Grande parte da população foi forçada a trabalhar sob condições análogas à escravidão em campos e fábricas e leis foram criadas para suprimir e extinguir a cultura coreana visando a assimilação forçada da cultura japonesa. O idioma coreano foi banido, produções musicais e de literatura proibidas e até mesmo famílias foram obrigadas a dar nomes japoneses a seus filhos. Durante a Guerra do Pacífico (1941-1845), o povo coreano foi enviado para as nações ocupadas pelo império japonês. Os homens foram trabalhar como escravos, enquanto as mulheres, mesmo que ainda crianças, eram forçadas a se tornarem “mulheres de conforto”, nome dado a prostituição na época. Em 1945, após o fim da Segunda Guerra na Europa com a derrota da Alemanha, Itália e Japão, a Coréia foi dividida em duas, com dois sistemas políticos distintos: o norte sob influência da comunista URSS e o Sul capitalista influenciado pelos Estados Unidos.
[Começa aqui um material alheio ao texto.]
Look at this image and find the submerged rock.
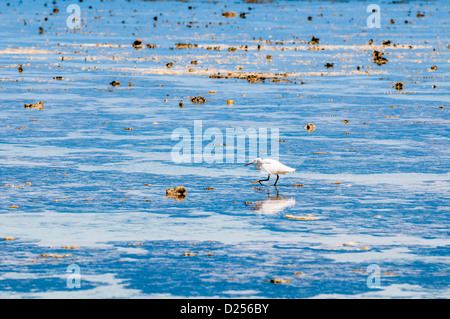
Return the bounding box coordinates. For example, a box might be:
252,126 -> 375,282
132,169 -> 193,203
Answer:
61,245 -> 79,250
132,39 -> 144,50
166,186 -> 187,201
24,101 -> 44,110
246,74 -> 264,83
222,11 -> 237,18
308,36 -> 320,45
304,123 -> 316,132
191,96 -> 206,104
182,252 -> 197,256
372,50 -> 388,65
267,278 -> 291,284
285,214 -> 320,220
175,43 -> 198,49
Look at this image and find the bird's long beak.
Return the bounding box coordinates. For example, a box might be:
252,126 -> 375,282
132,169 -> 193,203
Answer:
244,161 -> 253,166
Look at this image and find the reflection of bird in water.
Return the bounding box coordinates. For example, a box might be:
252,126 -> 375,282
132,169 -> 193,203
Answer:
253,187 -> 295,215
245,158 -> 295,186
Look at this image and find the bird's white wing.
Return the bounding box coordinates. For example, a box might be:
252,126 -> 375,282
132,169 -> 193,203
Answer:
260,163 -> 277,175
261,159 -> 295,175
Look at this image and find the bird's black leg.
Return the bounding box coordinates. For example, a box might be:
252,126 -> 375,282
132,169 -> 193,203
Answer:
273,175 -> 280,186
257,174 -> 270,185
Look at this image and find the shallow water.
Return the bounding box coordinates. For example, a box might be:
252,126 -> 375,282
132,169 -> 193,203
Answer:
0,0 -> 449,298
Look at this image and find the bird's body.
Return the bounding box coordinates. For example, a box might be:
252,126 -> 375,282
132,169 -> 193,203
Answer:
245,158 -> 295,186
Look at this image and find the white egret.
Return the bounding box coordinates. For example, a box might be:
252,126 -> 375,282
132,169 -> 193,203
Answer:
244,158 -> 295,186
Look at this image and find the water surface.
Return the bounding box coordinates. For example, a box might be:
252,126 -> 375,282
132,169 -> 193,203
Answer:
0,0 -> 449,298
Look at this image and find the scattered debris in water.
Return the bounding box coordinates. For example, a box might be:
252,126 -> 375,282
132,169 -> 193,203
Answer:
304,123 -> 316,132
132,39 -> 144,50
372,50 -> 388,65
24,102 -> 44,110
175,43 -> 198,49
267,278 -> 291,284
222,11 -> 237,18
191,96 -> 206,104
61,245 -> 79,250
41,253 -> 72,258
308,36 -> 320,45
166,186 -> 187,201
285,214 -> 319,220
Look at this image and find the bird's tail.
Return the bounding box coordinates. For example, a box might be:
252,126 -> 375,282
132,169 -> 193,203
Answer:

E este passado de dor e sofrimento, traz para os coreanos uma palavra para designar uma emoção muito particular: Han. Como falam os coreanos, Han é a emoção que se origina do povo que viu sua cultura ser totalmente suprimida e que foi forçado a viver por décadas em condições sub-humanas. Han se refere a uma sensação de injustiça com muita intensidade, como quando alguém é humilhado por outro que está em uma posição de força. O sentimento de sofrimento pelo outro, de ressentimento, de arrependimento por não ter feito nada, de raiva e vingança, é o que caracteriza esta emoção. Talvez Han explique as explosões dos coreanos diante de escândalos de corrupção em seu país, bem diferente dos demais países do Oriente.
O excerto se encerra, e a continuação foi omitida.